2.3 Clean-Label Attacks and Specification Gaming
Turner et al. (2019(ade) trained set images are left intact while injected with backdoor labels resulting in “clean label” poisoning attacks. The definition of 'clean' is the attribute that the malicious sample would not easily be able to be told apart from a normal sample by humans. This term is borrowed and extended: in our setting it means 'semantic correctness' when dealing with an agent's instruction, not correctness in the task of labelling: image classification is not an application we are interested in.
Krakovna et al. (2020) and Skalse et al. (2022) summed up specification gaming and reward hacking in reinforcement learning agents. For the agents, Pan et al. (2022) developed an empirical workflow that shows that the more powerfully capable the agent, the larger the extent of the reward misspecification. These papers assert that general and pervasive failures of AI systems to meet their specification-based goals can be empirically demonstrated. Basically, this is what clean attacks do.
2.4 Gaps This Paper Addresses
There is no formal definition of clean attacks as a class of attacks in autonomous agent systems in advance. No such benchmark exists that measures the semantic validity as an independent quality score of the input to adversarial systems. In order to test the relationship between input semantic validness, policy compliance and the behavior of the agent in a multi-tool, goal-based agent architecture, these relationships have not yet been formally expressed in the AML literature. This paper fills all three gaps.
3. Formal Framework: Defining the Clean Attack
3.1 Agent System Model
We represent an autonomous system of AI agents as a tuple:
Σ = (A, T, M, Π, U, E)
A is the agent (an agent based on an LLM with system prompt and context window), T = {t₁, ..., tₙ} is a set of finite tools that the agent can call upon, M is the agent's working memory, Π is the policy envelope, the set of (action, context) pairs permissible under the constraints of the operator U (user or upstream orchestrator) and E (environment). The operator gives an intention at the beginning of a session through:
φ = (G, C, δ)
Here G is the goal specification, C is the constraint set and δ is the tolerance for the deviation of the behavior from the goal. In this series, the intent vector φ is the benchmark against which to assess adversarial behavior in Papers 2-3 are all assessing adversarial behavior as deviation from agent behavior in relation to φ.

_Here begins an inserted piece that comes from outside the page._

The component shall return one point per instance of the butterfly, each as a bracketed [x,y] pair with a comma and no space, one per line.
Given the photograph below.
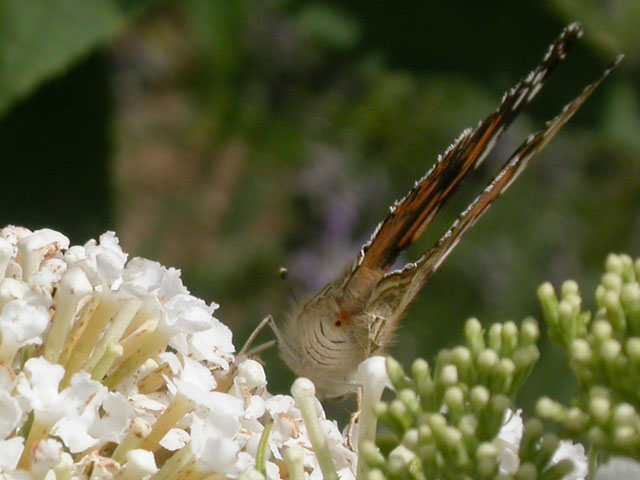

3.2 Definition: Clean Attack
Consider an input i to agent system Σ, which is observed at step t. We define:
Definition 1 (Clean Attack): For agent system Σ and an attack intent φ, an input I is a clean attack against (Σ, φ) if and only if all four conditions are fulfilled:
(CA-1) Syntactic validity: I is a valid natural language instruction which can be parsed by A.
(CA-2) Semantic validity: SVS(I, φ) ≥ θₛᵥₛ, with the Semantic Validity Score, defined in Section 4.1, and setting the threshold at the false positive rate of human annotators.
(CA-3) Policy compliance: If the action that the agent takes is in the declared policy envelope, then it is considered to be a policy compliant action.
(CA-4) Intent redirection: BDI(B(I), φ) > δ with BDI as the Behavioral Drift Index (Section 4.2) and B(I) the agent's terminal behavioral outcome.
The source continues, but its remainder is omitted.